Auth🔴 Developer has to implement their own auth on tools for the agent to use🟡 Auth (based on OAuth2) has recently been released, though is yet to be widely adopted🟡 Launches with all auth schemes supported by OpenAPI, though this means my agent will need to support whichever auth scheme is supported by the remote agent
Task control & completion🟢 My agent has full control over how the task is performed, including deciding when it is complete. All output from the other system is accessible to my agent via tools, and my agent determines what information is retained during and after runtime🟢 As with simple tool usage, my agent has full control over the task, its completion, the output of tools and how information is retained.🟡 My agent relies on controlling the remote agent through negotiation and relies on the information sharing and retention decisions of the remote agent. It also relies on the remote agent to decide when a task is deemed complete or when further input is needed.

A summary of the various communication schemes between agents and tools. Traffic light symbols give an assessment of how well each technology solves the user problem.

As discussed in our previous blog post (Beyond APIs (↗)), we believe agent-to-agent communication will eventually become widespread. This communication will be interactive, multi-turn and goal-oriented, rather than utilising single-shot, transactional, rigid APIs and tools that are common now. At Portia, we’ve built our clarifications architecture (↗) to handle this and it’s exciting to see the ecosystem progressing in this direction.

However, we do not foresee A2A getting the same rapid adoption of MCP. MCP addressed a clear, mainstream problem: enabling agents to interact with APIs. Agent builders wanted to move beyond simple chat or RAG systems without building custom tools for every API, while API providers wanted to support agents without adapting to every agent framework. MCP elegantly solved this MxN problem by allowing providers to repackage their existing APIs and documentation into an MCP server easily.

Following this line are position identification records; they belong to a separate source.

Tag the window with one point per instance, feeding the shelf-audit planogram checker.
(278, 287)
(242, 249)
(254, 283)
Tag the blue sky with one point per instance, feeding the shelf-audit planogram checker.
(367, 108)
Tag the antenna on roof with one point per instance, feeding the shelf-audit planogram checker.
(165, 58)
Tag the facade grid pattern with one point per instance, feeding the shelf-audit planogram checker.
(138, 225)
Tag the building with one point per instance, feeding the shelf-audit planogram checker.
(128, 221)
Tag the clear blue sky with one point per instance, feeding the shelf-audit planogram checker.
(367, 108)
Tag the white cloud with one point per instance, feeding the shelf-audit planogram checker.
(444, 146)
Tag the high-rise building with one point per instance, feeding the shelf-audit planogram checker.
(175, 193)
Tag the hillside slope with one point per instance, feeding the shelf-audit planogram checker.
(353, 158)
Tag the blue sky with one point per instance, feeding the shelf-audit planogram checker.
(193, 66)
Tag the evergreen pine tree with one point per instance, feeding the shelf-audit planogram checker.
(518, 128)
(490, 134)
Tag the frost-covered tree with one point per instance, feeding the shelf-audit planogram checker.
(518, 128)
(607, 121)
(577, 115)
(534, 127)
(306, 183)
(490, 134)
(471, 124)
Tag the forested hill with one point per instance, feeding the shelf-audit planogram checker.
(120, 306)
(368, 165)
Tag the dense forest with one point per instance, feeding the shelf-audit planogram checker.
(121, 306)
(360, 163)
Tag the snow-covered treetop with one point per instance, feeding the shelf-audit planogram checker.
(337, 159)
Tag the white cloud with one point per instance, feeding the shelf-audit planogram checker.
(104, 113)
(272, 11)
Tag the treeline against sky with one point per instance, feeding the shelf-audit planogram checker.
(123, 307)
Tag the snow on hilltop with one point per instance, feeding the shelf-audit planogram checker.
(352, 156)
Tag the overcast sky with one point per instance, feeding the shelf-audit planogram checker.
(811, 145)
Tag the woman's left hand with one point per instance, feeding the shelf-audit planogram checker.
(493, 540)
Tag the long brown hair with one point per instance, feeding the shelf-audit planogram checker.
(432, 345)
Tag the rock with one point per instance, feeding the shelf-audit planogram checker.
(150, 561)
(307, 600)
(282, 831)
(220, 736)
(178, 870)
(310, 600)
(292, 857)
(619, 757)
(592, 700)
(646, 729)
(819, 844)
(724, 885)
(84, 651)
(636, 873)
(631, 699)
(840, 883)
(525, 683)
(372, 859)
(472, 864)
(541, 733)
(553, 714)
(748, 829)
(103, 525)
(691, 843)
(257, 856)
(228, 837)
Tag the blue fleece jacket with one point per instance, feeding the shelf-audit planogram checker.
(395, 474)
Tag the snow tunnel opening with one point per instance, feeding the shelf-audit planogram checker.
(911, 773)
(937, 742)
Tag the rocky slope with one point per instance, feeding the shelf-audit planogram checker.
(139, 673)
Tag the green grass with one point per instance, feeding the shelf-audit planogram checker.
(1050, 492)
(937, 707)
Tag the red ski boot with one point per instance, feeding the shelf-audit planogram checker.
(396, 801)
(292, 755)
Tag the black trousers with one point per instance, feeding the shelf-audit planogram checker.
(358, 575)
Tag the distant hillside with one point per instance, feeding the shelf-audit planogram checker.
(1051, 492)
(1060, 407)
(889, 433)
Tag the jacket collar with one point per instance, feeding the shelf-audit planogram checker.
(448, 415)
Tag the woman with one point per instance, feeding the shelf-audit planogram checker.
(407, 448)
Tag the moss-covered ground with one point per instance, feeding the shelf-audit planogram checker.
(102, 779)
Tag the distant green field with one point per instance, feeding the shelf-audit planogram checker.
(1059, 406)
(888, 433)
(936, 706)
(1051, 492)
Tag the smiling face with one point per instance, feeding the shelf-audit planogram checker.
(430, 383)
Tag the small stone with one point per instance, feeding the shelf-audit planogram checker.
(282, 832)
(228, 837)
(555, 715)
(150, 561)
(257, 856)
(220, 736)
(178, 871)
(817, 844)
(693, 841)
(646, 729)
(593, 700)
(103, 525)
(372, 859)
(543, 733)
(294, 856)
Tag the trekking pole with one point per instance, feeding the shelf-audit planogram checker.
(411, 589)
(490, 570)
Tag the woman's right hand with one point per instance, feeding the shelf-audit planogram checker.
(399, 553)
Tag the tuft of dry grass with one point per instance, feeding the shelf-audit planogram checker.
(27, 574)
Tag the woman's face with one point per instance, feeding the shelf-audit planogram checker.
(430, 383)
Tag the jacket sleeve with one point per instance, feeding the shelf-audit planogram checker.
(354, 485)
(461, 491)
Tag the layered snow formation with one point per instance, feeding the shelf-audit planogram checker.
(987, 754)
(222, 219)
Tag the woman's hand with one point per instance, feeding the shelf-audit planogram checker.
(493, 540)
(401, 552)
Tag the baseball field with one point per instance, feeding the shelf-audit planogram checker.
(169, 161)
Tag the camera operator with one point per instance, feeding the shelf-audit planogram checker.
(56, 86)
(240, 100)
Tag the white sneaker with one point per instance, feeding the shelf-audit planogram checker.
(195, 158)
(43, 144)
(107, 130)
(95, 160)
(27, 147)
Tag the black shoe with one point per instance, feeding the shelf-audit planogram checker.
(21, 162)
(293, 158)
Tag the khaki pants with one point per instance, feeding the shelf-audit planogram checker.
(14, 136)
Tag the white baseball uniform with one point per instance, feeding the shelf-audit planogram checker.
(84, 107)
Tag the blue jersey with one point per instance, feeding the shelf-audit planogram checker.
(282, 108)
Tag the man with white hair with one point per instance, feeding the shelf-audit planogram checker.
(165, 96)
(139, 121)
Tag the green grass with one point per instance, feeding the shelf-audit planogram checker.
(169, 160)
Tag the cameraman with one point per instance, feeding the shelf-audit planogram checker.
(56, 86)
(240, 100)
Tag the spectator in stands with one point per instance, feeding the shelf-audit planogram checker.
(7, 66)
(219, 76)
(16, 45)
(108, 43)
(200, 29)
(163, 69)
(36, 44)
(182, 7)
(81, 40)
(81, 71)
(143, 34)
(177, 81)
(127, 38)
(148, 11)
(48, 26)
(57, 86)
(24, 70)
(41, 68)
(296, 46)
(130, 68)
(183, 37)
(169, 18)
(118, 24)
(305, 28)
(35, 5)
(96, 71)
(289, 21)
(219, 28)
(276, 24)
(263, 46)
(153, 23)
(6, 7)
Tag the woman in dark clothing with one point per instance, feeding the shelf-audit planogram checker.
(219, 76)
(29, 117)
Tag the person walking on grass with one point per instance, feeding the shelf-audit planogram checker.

In contrast, agent-to-agent communication hasn’t yet become mainstream and is significantly more complex. Deploying an agent in front of an API introduces challenges like managing ambiguous multi-turn requests, maintaining state, handling offline clients, and gracefully resolving cascading errors. Additionally, with the distinction between tools and agents not clear cut, it adds complexity to the ecosystem to have different protocols for both.

Therefore, in the short-term we expect companies to continue to focus on MCP and we expect to see a growing usage of agents within tools. We then expect to see MCP evolve to handle these ‘agents in tools’ use-cases more natively and elegantly, leading to MCP covering all of the 'tool-agent’ spectrum.